Most wearable devices used in fitness training these days are focused on measuring heart rate. Barring the VO2-max figures, which some professional athletes must monitor from time to time, breathing capacity is not something that amateurs track. The newly launched Airofit PRO is all set to change that. This nifty device uses innovative tech to monitor your breathing capability and improve lung function through specially developed breathing exercises.
Charge the device, download and connect with the app, choose a level (beginners through to advanced) and let it guide you. Over time, the product promises that you will build up better endurance to last longer and perform more strenuous exercises by strengthening your lungs and breathing capacity.

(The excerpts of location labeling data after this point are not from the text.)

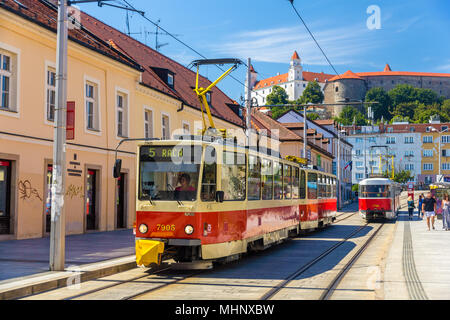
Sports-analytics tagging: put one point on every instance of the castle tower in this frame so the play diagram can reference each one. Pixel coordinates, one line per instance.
(295, 68)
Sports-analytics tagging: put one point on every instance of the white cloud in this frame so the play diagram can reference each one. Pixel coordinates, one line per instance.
(342, 45)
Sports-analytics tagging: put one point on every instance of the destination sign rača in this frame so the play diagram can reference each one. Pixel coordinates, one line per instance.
(186, 154)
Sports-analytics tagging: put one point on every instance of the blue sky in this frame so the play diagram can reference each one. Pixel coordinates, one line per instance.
(414, 35)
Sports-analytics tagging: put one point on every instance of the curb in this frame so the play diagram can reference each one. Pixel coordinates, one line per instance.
(25, 286)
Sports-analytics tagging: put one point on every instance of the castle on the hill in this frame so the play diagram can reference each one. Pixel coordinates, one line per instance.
(352, 87)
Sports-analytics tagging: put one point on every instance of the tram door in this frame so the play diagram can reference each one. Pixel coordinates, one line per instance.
(120, 204)
(91, 199)
(5, 195)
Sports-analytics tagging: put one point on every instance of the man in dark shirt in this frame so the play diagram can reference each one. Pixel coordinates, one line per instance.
(429, 207)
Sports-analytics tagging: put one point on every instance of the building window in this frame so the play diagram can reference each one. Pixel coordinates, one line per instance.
(165, 127)
(409, 139)
(92, 118)
(148, 123)
(5, 81)
(51, 94)
(122, 114)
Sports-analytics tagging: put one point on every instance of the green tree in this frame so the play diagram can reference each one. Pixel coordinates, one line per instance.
(382, 108)
(277, 96)
(312, 93)
(402, 176)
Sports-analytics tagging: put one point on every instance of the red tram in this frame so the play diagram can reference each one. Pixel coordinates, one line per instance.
(210, 201)
(379, 198)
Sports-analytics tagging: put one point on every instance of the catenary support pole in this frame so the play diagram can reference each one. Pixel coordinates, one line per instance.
(57, 231)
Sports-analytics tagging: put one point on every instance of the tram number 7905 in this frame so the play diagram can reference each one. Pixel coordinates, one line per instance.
(165, 227)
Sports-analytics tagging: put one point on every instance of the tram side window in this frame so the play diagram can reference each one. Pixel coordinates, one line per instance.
(287, 182)
(277, 180)
(254, 178)
(295, 183)
(233, 175)
(267, 179)
(302, 184)
(312, 185)
(209, 182)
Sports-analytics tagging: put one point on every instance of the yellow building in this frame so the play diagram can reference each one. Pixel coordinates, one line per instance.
(121, 89)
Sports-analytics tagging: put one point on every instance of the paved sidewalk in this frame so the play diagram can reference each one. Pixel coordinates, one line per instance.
(19, 258)
(418, 263)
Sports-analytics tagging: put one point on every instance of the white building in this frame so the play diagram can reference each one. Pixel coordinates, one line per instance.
(293, 82)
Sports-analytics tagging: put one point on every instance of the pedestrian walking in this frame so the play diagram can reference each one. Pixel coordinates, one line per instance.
(411, 207)
(419, 207)
(446, 212)
(429, 208)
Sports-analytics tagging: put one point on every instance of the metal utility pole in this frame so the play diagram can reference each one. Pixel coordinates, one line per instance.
(58, 225)
(248, 102)
(339, 169)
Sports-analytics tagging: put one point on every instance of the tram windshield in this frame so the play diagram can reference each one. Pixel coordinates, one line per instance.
(374, 191)
(169, 173)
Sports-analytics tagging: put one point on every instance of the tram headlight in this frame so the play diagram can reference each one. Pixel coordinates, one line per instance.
(143, 228)
(189, 229)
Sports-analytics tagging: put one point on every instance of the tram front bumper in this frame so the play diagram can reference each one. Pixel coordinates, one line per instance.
(148, 252)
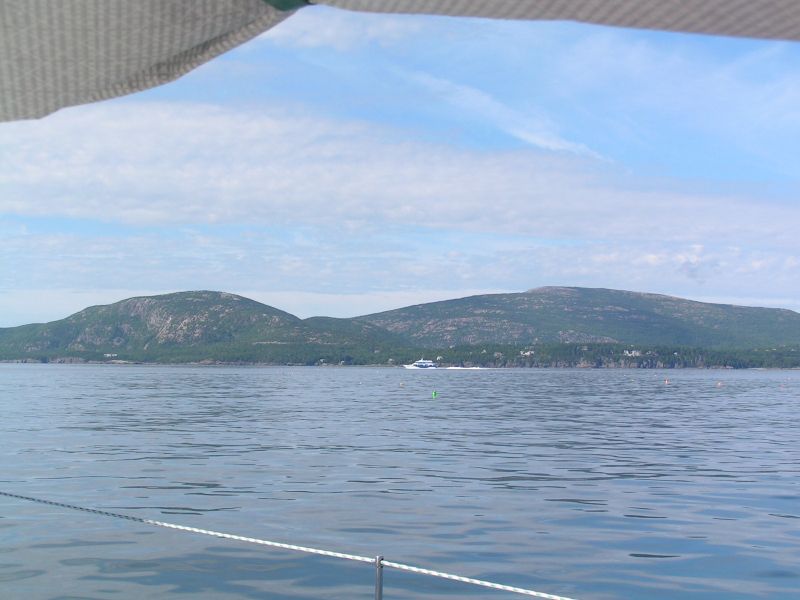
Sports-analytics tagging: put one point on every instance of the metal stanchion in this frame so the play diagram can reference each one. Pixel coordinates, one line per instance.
(378, 577)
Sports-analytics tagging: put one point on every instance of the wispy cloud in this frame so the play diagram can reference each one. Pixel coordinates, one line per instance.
(530, 126)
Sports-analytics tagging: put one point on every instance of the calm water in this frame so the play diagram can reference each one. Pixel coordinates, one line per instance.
(591, 484)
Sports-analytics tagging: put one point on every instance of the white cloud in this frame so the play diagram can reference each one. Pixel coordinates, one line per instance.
(530, 126)
(182, 163)
(322, 27)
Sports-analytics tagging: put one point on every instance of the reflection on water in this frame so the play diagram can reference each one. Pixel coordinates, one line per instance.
(592, 484)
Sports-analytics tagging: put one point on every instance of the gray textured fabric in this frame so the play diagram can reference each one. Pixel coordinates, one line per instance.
(56, 53)
(777, 19)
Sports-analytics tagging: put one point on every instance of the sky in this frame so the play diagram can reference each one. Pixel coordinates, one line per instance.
(343, 163)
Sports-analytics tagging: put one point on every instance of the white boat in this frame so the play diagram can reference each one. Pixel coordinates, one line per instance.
(422, 364)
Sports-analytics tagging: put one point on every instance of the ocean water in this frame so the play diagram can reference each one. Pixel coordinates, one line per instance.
(593, 484)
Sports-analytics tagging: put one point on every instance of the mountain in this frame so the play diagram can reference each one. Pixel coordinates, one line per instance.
(216, 326)
(588, 315)
(191, 325)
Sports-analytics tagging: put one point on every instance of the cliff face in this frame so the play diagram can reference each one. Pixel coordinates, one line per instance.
(187, 325)
(182, 319)
(584, 315)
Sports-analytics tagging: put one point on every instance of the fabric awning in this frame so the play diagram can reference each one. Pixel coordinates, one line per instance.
(61, 53)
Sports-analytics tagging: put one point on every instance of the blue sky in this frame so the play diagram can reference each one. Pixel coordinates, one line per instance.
(346, 163)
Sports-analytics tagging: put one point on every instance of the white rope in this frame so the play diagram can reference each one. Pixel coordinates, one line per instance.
(229, 536)
(489, 584)
(239, 538)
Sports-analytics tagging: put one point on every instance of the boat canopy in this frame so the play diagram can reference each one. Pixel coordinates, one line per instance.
(62, 53)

It is a known fact that we cannot enlarge the lungs’ size or grow any additional alveoli, the tiny air sacs at the end of the bronchioles inside the lungs where the blood exchanges fresh oxygen from our breath with carbon dioxide, which is then exhaled out. It is also well known that most of us by habit only indulge in shallow breathing whereby only a part of the alveoli in the lungs is put to use at any given time. In fact, the purpose behind Yogic deep breathing is to target this typical human weakness by enlarging the lung area that we use during breathing.
Airofit Pro deep breathing exercises do something similar. It helps you use more of the lungs when working out by helping strengthen the respiratory muscles. By improving the strength of the principal inspiratory muscles (diaphragm and external intercostals), we can enhance the neuromuscular function and thereby the grade of muscle contraction when breathing. Since our lungs are fixed to the ribcage and the diaphragm, what happens is that we experience improved relative exploitation of our actual lung capacity.
But this device is used through our mouth, whereas most of us are told to use our noses to breathe, especially when exerting. I was told that the benefits acquired by using this device transfer to nasal breathing too. According to an Aerofit expert: “Nasal breathing has well-documented benefits, and we could not dispute that. It seems that the main reason to breathe through the nose is that your blood is believed to be oxygenated better with nasal breathing caused by a release of Nitrogen Oxide (NO) in the sinuses. Though nasal breathing is something that should be practised throughout the whole day. Using Airofit will only take 5-10 minutes, twice a day to reap its benefits.”
This is also a great way to make respiratory muscles strong and more efficient through personalised and targeted training programs for people recovering from lung or bronchial illnesses. The device, in fact, was originally designed and developed for patients suffering from Chronic Obstructive Pulmonary Disease (COPD) and is currently widely used in the rehabilitation of patients with different breathing complications.
So how often should one train? Aerofit recommends starting training with the device twice a day for 1-3 minutes per session, depending on the strength of one’s breathing muscles. Over time you can work your way up to complete 10 minutes with ease.
For something that requires as little as ten minutes a day and can be done as a quick break in-between two virtual meetings (or, with the mic and camera off, even during a boring one!), this device certainly seems to carry some unique benefits to our cardio-respiratory system, one that will not only help the athletic types but even the more sedentary ones.
Airofit PRO is currently priced at RS 33,900/- and is available to buy online from the company website.